10 días para aprender a sobrevivir al apocalipsis
Wortham, J [2025], "10 días para aprender a sobrevivir al apocalipsis", The New York Times, New York, 17 de marzo, https://www.nytimes.com/es/2025/03/17/espanol/curso-sobrevivir-apocalips...
Jenna Wortham es copresentadora del podcast Still Processing y coeditora de la antología Black Futures, junto con Kimberly Drew. Actualmente trabaja en un libro de ensayos, Work of Body y escribe para The New York Times.
Vivimos un momento histórico en el que el catastrofismo —también llamado “doomismo”— ha pasado de ser una preocupación marginal a convertirse en una auténtica industria. Se comercializan consultorías para desastres, proliferan las escuelas de supervivencia y abundan los podcasts y canales de YouTube que enseñan desde cómo destilar agua de mar hasta cómo construir un refugio con restos del bosque.
El miedo vende, y alrededor de él han surgido ofertas que incluyen desde kits gourmet de comida deshidratada hasta cursos de medicina improvisada.

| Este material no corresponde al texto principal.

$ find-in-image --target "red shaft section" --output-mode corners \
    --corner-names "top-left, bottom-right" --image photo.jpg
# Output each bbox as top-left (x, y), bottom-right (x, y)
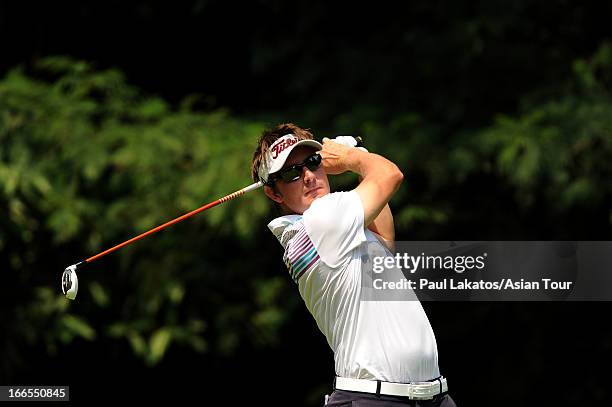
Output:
top-left (85, 183), bottom-right (261, 263)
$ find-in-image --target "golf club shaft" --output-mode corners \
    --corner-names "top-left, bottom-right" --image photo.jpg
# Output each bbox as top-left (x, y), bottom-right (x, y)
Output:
top-left (81, 181), bottom-right (263, 263)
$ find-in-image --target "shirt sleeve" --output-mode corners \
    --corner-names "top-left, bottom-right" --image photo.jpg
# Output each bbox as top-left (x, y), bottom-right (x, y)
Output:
top-left (304, 191), bottom-right (367, 267)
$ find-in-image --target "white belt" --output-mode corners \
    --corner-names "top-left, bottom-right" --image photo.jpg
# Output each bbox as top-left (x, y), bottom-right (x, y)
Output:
top-left (335, 376), bottom-right (448, 400)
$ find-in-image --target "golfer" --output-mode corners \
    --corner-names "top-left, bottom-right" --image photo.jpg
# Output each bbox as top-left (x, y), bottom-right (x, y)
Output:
top-left (252, 124), bottom-right (455, 407)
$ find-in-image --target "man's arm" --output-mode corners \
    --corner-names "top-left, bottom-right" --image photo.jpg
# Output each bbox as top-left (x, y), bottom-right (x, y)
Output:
top-left (368, 204), bottom-right (395, 252)
top-left (320, 140), bottom-right (404, 249)
top-left (359, 171), bottom-right (395, 252)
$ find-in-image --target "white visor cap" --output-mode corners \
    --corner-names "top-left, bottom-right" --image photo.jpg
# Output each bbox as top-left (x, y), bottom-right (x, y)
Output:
top-left (257, 134), bottom-right (323, 183)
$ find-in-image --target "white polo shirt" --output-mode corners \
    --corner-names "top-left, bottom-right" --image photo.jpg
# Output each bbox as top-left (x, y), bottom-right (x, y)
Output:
top-left (268, 191), bottom-right (440, 383)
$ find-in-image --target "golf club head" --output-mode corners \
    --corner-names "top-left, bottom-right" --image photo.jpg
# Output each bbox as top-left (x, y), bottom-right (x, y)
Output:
top-left (62, 264), bottom-right (79, 300)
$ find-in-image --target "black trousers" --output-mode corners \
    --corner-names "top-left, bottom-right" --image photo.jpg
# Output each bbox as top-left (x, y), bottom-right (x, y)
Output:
top-left (325, 390), bottom-right (457, 407)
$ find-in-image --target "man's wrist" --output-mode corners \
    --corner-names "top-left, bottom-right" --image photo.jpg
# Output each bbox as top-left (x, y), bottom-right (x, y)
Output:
top-left (346, 147), bottom-right (369, 177)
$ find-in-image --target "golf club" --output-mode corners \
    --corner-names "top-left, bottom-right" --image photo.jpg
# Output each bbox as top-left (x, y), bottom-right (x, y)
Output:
top-left (62, 181), bottom-right (263, 300)
top-left (62, 135), bottom-right (363, 300)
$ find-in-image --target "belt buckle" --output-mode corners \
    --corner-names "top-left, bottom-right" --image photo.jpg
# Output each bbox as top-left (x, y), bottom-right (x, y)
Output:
top-left (408, 383), bottom-right (433, 400)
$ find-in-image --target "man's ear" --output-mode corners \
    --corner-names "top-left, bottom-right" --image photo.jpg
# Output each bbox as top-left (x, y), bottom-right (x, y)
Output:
top-left (264, 185), bottom-right (284, 204)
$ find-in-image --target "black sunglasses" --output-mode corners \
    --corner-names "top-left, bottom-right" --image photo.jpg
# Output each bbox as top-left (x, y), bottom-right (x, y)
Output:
top-left (268, 154), bottom-right (321, 184)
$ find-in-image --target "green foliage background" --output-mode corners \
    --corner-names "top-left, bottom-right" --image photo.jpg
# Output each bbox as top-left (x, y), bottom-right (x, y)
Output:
top-left (0, 3), bottom-right (612, 404)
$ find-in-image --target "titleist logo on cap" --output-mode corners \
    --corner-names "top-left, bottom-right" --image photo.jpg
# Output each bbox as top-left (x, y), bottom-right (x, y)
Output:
top-left (270, 137), bottom-right (298, 160)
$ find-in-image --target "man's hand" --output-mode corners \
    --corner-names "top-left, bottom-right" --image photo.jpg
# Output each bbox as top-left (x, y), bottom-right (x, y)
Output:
top-left (318, 138), bottom-right (355, 175)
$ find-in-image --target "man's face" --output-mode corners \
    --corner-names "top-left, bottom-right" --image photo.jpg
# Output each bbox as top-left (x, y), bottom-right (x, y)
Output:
top-left (264, 146), bottom-right (329, 214)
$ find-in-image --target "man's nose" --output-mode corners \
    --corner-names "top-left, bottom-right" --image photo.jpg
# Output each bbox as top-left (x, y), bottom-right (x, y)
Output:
top-left (303, 166), bottom-right (317, 184)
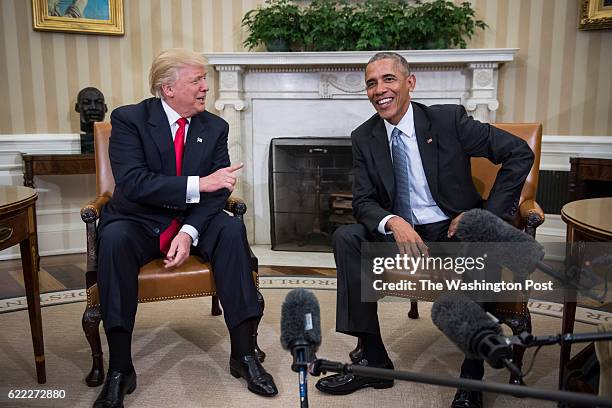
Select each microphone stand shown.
[510,331,612,348]
[309,359,612,408]
[291,339,315,408]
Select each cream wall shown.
[0,0,612,136]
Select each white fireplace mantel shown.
[206,48,518,244]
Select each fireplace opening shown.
[268,137,355,252]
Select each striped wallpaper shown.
[0,0,612,136]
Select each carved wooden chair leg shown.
[82,306,104,387]
[498,306,531,385]
[210,296,223,316]
[349,338,363,363]
[253,291,266,363]
[408,300,419,319]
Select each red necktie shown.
[159,118,187,254]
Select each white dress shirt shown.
[378,104,449,234]
[161,99,200,246]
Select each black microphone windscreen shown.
[280,289,321,351]
[431,292,501,358]
[457,208,544,279]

El escenario apocalíptico ha sido tan explotado que incluso existen “tiempos compartidos” en búnkeres de lujo, dotados con armas automáticas, túneles de escape, piscinas techadas y hasta pistas subterráneas de karts.
Sam Altman, director ejecutivo de OpenAI, ha estado acumulando armas, oro, antibióticos, baterías, agua y máscaras de gas, y ha declarado que posee “un gran terreno en Big Sur al que puedo volar”. Mark Zuckerberg y Rick Ross también figuran entre quienes han comenzado a edificar complejos multimillonarios con centros de cuidado personal y rutas subterráneas para escapar.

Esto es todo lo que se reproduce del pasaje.